All websites must be properly coded for use by electronic screen readers that read aloud to sight-impaired users the visual elements of a webpage. Additionally, all live and pre-recorded audio content must have synchronous captioning for hearing-impaired users.
Websites must accommodate hundreds of keyboard combinations, such as Ctrl + P to print, that people with disabilities depend on to navigate the Internet.
Litigation continues to increase substantially. All business and governmental entities are potential targets for lawsuits and demand letters. Recent actions by the Department of Justice targeting businesses with inaccessible websites will likely create a dramatic increase of litigation risk.
Big box retailer Target Corp. was ordered to pay $6 million – plus $3.7 million more in legal costs – to settle a landmark class action suit brought by the National Federation of the Blind. Other recent defendants in these cases have included McDonald’s, Carnival Cruise Lines, Netflix, Harvard University, Foot Locker, and the National Basketball Association (NBA). Along with these large companies, thousands of small businesses have been subject to ADA website litigation.
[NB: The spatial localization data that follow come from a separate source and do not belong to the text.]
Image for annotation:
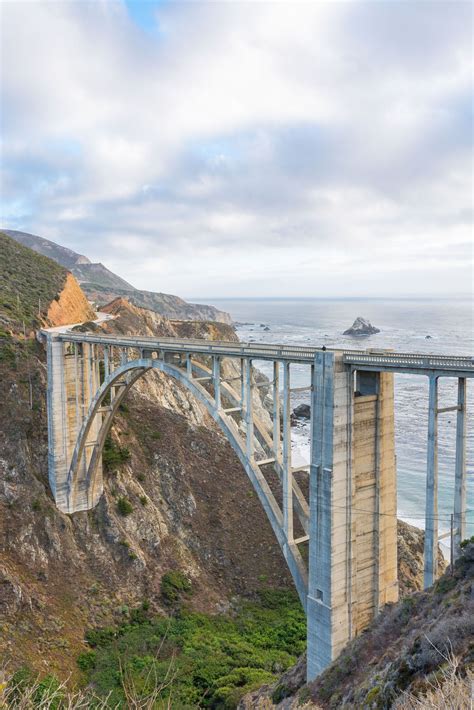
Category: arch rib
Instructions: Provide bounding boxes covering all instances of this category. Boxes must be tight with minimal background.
[68,357,308,607]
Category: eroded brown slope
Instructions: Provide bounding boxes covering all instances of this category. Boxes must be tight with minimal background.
[45,272,96,326]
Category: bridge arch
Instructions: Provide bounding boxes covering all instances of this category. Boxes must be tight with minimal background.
[67,356,309,607]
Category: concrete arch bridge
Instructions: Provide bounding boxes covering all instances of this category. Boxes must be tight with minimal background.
[43,331,473,680]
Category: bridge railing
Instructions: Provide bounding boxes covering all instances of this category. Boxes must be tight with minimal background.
[342,351,474,372]
[51,331,474,373]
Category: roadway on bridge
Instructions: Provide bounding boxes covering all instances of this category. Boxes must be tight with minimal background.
[46,330,474,376]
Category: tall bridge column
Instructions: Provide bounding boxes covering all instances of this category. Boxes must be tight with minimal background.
[453,377,467,559]
[307,353,397,680]
[424,375,439,588]
[46,334,103,513]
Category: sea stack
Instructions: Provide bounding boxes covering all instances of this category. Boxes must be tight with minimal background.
[343,316,380,336]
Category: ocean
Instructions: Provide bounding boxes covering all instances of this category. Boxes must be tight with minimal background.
[194,297,474,550]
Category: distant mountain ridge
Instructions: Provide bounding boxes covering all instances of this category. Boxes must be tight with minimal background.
[4,229,232,324]
[3,229,91,269]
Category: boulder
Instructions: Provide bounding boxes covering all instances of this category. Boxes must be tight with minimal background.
[293,403,311,420]
[343,317,380,336]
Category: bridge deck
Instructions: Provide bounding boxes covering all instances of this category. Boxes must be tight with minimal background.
[52,332,474,376]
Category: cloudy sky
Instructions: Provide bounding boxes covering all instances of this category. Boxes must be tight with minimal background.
[1,0,472,298]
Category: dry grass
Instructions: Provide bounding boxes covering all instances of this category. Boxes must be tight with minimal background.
[393,646,473,710]
[0,677,108,709]
[0,656,177,709]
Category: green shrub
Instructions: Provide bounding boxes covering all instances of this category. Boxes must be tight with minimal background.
[213,668,275,708]
[139,495,148,506]
[84,627,117,648]
[77,651,97,672]
[434,576,457,595]
[78,589,305,708]
[160,570,192,605]
[103,436,131,472]
[460,535,474,548]
[272,683,291,703]
[8,673,63,707]
[117,497,133,516]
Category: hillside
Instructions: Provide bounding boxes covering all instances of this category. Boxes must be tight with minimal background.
[240,543,474,709]
[71,262,135,291]
[4,228,232,324]
[2,229,92,269]
[0,231,95,335]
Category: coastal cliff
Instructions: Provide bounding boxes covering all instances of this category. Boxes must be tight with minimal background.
[0,231,94,335]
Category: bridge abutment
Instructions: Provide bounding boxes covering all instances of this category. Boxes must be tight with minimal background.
[47,336,103,513]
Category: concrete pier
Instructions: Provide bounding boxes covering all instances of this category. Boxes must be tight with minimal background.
[306,353,397,678]
[47,339,103,512]
[454,377,467,559]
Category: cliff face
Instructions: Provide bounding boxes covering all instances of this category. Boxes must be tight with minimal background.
[398,519,446,597]
[45,272,96,327]
[89,284,233,324]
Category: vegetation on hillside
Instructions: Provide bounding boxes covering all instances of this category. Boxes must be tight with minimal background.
[0,231,67,333]
[3,589,305,709]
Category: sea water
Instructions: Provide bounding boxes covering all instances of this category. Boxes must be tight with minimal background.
[194,297,474,550]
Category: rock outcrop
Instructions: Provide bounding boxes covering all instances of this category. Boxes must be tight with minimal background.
[292,404,311,420]
[343,316,380,336]
[45,272,96,327]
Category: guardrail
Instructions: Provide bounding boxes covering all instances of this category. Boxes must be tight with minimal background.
[49,332,474,374]
[342,352,474,372]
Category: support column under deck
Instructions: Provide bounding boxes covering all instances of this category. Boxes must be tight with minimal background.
[424,375,439,588]
[453,377,467,559]
[273,361,281,466]
[46,335,103,513]
[245,359,254,461]
[213,356,221,410]
[282,362,293,541]
[307,351,336,680]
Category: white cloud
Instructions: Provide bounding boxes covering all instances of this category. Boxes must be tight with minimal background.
[0,0,472,297]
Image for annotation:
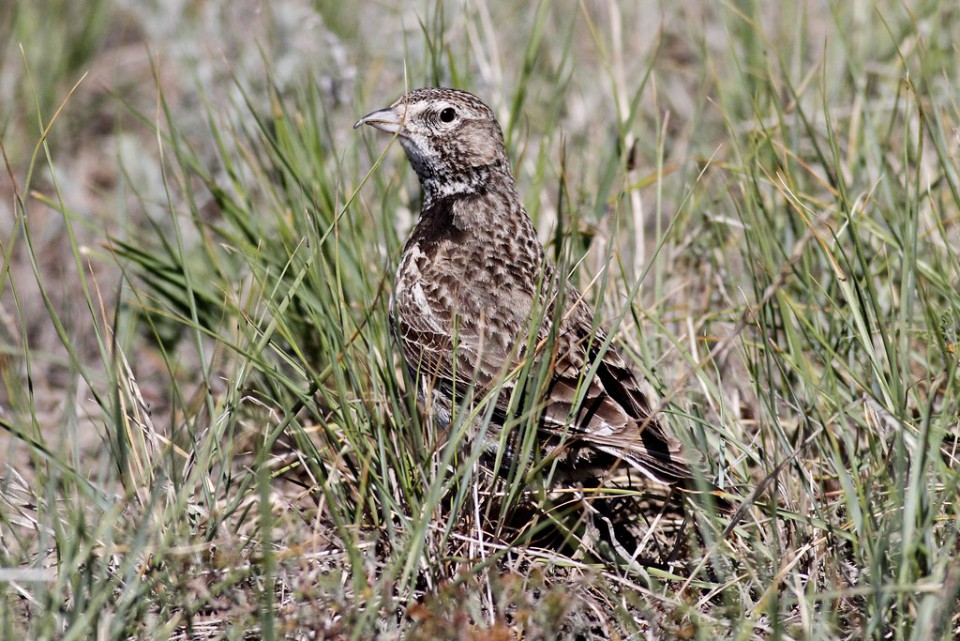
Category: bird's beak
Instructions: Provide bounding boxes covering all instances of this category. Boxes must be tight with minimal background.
[353,104,405,134]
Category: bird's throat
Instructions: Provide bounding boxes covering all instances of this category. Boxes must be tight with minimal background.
[417,161,513,210]
[417,171,522,238]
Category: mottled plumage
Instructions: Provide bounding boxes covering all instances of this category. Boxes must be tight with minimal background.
[355,88,691,484]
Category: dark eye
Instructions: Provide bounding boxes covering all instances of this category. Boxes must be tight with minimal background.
[439,107,456,123]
Defendants in ADA lawsuits typically pay plaintiff's legal fees, their own legal fees for defending the litigation, and potential additional costs. In all, the average cost can range from tens of thousands of dollars, to above six figures. There are also high intangible costs, such as added stress, time and human capital, as well as reputational damage. Furthermore, if the remediation is incomplete, copycat suits and serial filers can follow, meaning double or triple the outlay. It's vital to implement a long-term strategy for ensuring your website is accessible and legally compliant.